After catching previews on TV, I dismissed the movie as a portrait of an upper-middle-class, white party girl who could afford to go to the Betty Ford clinic after wrecking a limo while drunk. The thought of watching her go through such a privileged process of recovery held no interest for me, since that’s not my experience or the experience of any HIV positive dope fiend I know. And once the lights went down, it was pretty clear that the time I had spent in urban detox and recovery, surrounded by African Americans, gay men and lesbians and people with AIDS, didn’t have too much in common with the white doctors and suburban teens of 28 Days’ Hollywood-style rural rehab.

Yet once I looked past the movie’s comical chanting and rope climbing, I could see the cornerstones of a real recovery process: denial, bottoming out, acceptance, willingness to change, coming to terms with the damage you do to your loved ones, and sober decisionmaking, all of which I could relate to.

I long ago stopped going to movies like Trainspotting because, now, with several years sober, watching someone stick a needle in their arm, even in a movie, is too distressing.

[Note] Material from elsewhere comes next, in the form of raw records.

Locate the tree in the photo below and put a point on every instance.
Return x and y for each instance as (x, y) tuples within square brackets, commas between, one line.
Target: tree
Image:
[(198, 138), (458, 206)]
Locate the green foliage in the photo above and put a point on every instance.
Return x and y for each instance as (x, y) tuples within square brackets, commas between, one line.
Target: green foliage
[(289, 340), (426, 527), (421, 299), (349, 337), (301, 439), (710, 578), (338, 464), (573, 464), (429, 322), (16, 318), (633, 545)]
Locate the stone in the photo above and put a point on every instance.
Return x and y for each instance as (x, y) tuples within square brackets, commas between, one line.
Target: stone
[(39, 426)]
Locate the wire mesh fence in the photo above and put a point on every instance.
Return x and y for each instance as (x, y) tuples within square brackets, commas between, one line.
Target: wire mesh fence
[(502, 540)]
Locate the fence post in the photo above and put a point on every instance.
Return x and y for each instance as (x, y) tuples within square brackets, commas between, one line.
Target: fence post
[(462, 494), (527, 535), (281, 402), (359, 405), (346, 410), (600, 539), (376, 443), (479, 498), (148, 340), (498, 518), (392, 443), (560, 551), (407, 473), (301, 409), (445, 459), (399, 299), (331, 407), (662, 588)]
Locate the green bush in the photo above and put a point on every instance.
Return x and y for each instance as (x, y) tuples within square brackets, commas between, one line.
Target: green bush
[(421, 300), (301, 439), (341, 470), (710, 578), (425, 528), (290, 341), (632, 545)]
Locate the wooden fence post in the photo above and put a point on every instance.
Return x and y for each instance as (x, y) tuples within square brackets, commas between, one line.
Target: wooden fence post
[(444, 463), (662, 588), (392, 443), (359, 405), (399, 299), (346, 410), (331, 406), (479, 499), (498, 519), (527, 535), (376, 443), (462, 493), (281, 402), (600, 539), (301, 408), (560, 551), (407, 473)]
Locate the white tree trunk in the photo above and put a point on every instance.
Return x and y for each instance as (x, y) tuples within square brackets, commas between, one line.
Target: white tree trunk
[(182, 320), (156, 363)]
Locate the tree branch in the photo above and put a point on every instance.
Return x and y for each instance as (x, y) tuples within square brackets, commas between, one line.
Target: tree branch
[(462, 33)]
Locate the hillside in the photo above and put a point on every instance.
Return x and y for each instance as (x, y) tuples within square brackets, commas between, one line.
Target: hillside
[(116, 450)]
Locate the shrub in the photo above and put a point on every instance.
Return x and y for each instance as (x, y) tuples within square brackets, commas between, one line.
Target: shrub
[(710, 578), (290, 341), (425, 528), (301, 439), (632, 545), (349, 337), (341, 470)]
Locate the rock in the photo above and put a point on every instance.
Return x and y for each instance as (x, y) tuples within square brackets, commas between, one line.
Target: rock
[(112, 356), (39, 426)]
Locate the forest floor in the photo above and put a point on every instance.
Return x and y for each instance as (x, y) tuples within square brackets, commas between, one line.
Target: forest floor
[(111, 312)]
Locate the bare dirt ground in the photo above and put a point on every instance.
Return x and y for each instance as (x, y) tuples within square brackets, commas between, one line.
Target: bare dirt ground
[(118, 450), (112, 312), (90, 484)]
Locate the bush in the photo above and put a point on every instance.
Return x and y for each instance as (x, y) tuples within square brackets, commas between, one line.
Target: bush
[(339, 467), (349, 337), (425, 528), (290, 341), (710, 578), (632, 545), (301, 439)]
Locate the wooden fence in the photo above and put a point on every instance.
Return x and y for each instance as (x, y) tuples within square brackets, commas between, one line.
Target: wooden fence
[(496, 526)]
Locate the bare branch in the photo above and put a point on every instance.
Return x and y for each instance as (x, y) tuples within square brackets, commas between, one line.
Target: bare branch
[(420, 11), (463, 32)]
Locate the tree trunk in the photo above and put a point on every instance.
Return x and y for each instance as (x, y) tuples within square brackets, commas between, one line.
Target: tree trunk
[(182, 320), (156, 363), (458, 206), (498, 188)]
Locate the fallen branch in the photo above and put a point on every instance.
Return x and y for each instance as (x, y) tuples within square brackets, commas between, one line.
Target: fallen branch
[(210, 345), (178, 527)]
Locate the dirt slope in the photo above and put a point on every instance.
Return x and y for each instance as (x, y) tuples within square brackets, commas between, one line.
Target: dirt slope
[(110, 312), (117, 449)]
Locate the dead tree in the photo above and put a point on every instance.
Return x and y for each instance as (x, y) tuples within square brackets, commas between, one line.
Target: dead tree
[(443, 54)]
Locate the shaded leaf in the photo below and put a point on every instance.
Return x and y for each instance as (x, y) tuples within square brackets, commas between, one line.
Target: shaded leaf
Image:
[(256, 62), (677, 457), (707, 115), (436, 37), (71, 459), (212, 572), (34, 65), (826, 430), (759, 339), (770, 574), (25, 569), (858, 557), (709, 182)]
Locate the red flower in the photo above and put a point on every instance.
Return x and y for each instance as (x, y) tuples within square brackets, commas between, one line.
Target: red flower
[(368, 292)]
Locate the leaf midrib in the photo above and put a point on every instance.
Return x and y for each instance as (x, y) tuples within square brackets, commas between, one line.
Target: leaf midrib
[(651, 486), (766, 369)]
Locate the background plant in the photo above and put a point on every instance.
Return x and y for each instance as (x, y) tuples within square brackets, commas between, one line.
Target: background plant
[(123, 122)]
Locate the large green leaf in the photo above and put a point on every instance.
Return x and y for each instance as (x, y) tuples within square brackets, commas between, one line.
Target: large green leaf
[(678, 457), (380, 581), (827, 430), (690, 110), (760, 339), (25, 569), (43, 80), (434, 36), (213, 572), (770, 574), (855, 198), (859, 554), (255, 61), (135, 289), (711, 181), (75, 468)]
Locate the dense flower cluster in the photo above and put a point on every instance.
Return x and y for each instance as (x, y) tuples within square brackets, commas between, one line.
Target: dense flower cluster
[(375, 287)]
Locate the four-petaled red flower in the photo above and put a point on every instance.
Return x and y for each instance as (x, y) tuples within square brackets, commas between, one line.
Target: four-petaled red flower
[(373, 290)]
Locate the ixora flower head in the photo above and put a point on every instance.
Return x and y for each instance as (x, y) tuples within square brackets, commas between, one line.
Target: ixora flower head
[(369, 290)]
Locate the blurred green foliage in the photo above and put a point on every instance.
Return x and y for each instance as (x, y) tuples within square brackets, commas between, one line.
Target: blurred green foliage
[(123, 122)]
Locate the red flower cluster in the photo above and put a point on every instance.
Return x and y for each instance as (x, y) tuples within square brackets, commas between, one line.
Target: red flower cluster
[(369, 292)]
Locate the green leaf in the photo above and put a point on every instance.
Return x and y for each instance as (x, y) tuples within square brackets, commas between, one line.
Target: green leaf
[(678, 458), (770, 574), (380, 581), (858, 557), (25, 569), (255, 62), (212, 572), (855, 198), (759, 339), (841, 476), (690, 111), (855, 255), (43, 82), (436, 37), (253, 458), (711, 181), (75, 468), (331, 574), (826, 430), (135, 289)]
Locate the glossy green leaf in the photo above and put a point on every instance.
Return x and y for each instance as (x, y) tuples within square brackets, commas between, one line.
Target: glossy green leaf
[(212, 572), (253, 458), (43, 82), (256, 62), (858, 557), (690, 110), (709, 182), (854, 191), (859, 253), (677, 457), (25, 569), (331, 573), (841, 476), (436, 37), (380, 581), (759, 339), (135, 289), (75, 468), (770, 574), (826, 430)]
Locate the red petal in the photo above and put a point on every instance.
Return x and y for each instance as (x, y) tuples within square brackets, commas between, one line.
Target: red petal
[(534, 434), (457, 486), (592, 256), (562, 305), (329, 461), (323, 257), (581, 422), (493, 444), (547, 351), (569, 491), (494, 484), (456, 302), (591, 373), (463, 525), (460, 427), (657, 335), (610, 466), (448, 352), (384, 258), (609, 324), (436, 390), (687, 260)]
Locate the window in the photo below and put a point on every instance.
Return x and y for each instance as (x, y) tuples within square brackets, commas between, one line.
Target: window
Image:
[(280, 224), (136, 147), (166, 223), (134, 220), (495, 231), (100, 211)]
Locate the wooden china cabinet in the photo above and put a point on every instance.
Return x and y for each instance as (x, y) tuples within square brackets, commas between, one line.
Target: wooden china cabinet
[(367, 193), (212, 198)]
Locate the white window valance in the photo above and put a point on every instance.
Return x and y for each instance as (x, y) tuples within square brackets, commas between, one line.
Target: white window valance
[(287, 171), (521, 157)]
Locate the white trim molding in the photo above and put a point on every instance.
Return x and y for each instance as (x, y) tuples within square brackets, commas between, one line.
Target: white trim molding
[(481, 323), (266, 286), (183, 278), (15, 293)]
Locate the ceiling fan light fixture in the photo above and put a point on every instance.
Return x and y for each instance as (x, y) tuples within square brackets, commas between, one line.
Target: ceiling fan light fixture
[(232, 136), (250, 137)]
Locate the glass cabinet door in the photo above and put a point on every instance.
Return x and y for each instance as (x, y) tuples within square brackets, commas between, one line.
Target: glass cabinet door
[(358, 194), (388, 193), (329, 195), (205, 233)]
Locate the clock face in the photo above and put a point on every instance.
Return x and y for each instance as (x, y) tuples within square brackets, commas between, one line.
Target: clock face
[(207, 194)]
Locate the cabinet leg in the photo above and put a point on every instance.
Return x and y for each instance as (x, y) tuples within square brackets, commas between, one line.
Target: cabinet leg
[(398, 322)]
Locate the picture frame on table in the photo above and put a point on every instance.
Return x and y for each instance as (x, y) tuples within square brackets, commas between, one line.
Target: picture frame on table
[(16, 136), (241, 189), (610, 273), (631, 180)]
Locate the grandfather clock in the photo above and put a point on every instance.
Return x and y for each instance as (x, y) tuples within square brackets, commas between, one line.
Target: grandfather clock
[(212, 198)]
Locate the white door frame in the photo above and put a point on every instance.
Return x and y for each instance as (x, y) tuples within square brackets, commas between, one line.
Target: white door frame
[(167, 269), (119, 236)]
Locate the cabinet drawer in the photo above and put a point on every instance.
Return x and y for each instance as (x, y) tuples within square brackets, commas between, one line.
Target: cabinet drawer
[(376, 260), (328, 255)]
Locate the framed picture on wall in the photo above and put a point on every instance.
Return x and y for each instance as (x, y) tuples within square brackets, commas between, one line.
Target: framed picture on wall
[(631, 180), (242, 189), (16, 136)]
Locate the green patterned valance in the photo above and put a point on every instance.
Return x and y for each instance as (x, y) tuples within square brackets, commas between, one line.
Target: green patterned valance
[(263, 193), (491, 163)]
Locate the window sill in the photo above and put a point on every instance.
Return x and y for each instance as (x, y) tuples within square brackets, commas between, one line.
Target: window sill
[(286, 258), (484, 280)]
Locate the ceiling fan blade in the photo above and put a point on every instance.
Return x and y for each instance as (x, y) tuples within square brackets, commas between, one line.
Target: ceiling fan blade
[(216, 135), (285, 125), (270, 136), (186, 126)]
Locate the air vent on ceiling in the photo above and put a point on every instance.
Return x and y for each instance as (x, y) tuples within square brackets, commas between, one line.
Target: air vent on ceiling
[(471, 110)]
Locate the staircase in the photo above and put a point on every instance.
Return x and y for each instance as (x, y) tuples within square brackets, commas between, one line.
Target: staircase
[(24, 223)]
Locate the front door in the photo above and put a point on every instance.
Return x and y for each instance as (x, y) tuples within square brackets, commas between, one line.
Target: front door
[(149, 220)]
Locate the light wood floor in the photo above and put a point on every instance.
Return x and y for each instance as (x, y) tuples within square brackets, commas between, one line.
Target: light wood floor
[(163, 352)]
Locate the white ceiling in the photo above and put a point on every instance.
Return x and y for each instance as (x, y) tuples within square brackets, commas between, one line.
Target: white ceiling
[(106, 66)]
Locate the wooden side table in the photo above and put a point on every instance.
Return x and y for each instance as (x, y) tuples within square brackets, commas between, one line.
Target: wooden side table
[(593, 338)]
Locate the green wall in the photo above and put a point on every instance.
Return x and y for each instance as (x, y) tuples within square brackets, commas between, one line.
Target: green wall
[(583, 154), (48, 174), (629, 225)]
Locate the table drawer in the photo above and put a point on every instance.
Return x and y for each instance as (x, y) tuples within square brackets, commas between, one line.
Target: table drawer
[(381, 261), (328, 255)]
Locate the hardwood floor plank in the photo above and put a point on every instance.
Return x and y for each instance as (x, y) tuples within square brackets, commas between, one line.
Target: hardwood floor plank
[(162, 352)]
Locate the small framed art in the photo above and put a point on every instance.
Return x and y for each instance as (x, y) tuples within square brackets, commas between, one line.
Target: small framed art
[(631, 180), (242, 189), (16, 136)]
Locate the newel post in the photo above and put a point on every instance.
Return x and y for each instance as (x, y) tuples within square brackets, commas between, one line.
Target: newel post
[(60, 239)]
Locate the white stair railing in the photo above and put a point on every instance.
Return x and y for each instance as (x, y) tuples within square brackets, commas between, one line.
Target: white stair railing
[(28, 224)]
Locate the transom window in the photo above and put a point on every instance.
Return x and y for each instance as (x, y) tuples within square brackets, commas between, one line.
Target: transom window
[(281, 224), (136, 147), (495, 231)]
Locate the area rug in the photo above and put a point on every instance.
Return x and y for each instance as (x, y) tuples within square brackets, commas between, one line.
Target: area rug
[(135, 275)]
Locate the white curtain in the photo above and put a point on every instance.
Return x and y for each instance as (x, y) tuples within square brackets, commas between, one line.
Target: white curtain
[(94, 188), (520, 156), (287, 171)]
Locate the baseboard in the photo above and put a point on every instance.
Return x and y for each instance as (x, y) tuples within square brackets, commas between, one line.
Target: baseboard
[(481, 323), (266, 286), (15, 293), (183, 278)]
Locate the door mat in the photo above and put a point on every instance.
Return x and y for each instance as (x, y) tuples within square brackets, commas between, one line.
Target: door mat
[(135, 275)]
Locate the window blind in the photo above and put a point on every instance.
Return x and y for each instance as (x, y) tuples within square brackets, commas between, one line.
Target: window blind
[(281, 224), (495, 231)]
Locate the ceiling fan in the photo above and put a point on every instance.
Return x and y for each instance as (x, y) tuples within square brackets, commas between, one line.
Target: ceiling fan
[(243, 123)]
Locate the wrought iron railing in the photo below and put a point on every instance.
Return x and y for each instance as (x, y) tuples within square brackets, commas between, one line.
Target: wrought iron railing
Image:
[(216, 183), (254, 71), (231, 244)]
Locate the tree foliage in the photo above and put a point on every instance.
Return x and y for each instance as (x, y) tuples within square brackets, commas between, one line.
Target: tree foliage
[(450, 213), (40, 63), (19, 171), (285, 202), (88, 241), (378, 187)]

But until Hollywood decides to make recovery movies with regular, gritty characters that seem real to me—maybe missing a few teeth, or even infected with HIV or hepatitis C—I’ll skip them, too. When Bette Midler played a Janis Joplin–like rock star in The Rose, her character seemed real: a tough but fragile diseased addict who looked like people I knew; she was compelling, not just pretty. Why can’t more recovery movies follow characters like her?

Still, I can’t be too critical. If Hollywood produces a new round of recovery movies that make people more comfortable with the idea of getting sober, that would be a great thing, though my cynical side tells me that a distorted AA sitcom is more likely, one where all the characters, played by Ally McBeal look-alikes, never leave the room. Whatever hap-pens on the big (or small) screen, AA will go on as it has for more than 65 years—with or without an Academy Award—one day at a time.